I personally agree with you. Timegates allow players to take their time on content instead of simply trying to rush through it in order to get to the rewards ASAP. This is important in an MMO where the game is about immersion, about exploring, reading quest text etc.
To me one of the most obvious missing timegates in recent times has been Pathfinder part II. Pathfinder part I was a completely unstressful achievement to get. We literally had a year to get it done, and most people got it within a few months anyway. Then they finally introduce flying with a straight up requirement of doing a rep grind in Nazjatar and Mechagon in order to unlock flying everywhere.
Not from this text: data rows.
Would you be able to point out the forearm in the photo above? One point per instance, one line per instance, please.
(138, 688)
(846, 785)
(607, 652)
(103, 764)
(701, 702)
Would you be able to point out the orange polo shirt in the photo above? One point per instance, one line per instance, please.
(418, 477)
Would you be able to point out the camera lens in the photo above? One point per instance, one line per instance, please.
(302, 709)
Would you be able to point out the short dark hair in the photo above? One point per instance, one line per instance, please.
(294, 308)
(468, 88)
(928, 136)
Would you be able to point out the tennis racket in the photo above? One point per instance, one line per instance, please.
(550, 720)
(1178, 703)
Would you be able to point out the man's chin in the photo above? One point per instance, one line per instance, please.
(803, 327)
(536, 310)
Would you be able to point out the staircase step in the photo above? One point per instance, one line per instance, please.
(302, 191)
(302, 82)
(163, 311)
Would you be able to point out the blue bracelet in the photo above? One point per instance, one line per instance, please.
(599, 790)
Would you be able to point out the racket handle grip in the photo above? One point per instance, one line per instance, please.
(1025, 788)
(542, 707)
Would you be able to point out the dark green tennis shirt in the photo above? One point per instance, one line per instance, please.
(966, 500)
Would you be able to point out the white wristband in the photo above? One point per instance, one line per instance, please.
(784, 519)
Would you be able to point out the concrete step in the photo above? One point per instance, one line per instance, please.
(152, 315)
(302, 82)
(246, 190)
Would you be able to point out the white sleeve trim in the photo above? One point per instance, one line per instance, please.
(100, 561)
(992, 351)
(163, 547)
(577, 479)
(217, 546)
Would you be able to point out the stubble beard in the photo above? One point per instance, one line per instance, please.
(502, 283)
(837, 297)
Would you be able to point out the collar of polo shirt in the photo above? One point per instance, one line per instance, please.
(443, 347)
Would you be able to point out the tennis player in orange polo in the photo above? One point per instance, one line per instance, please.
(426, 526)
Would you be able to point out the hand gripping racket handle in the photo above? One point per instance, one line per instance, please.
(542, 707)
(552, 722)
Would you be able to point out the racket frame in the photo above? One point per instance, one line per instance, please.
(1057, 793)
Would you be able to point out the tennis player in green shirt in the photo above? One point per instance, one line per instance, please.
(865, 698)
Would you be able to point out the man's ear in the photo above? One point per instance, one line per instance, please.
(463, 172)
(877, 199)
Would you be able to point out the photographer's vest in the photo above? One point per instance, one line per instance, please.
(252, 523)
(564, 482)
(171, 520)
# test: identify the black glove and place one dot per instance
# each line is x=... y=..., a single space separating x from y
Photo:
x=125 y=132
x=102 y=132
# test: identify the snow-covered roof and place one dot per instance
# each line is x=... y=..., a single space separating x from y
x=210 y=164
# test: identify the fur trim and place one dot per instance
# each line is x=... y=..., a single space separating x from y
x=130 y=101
So instead of players taking their time to savour the content, it was all about rushing it, grinding, playing it to death for an insane 2 weeks - by which time most people hated it.
It would have been far more sensible to release a short 10-15 minute questline to enable flying in Kul Tiras and Zandalar for those with Pathfinder Part I and put a 4-6 week timegate on flying in Nazjatar/Mechagon (or else remove the grind requirement altogether). That way people could have taken their time in the zones and do them at a pace determined by what is most enjoyable rather than what will get them to flying the fastest.
Obviously timegating for the sake of getting people to stay subbed longer isn't good either, but in all honesty, I don't see that much in WoW, and IMO most of the complaints about artificial timegating just to get more subs are reliant on conspiracy theory type reasoning. Granted, I am not the kind of player who likes gorging on content so that I can be done and then unsubscribe. I find that WoW has so much to do in it that when I am done with the timegated stuff, there is always more than enough other stuff to get to.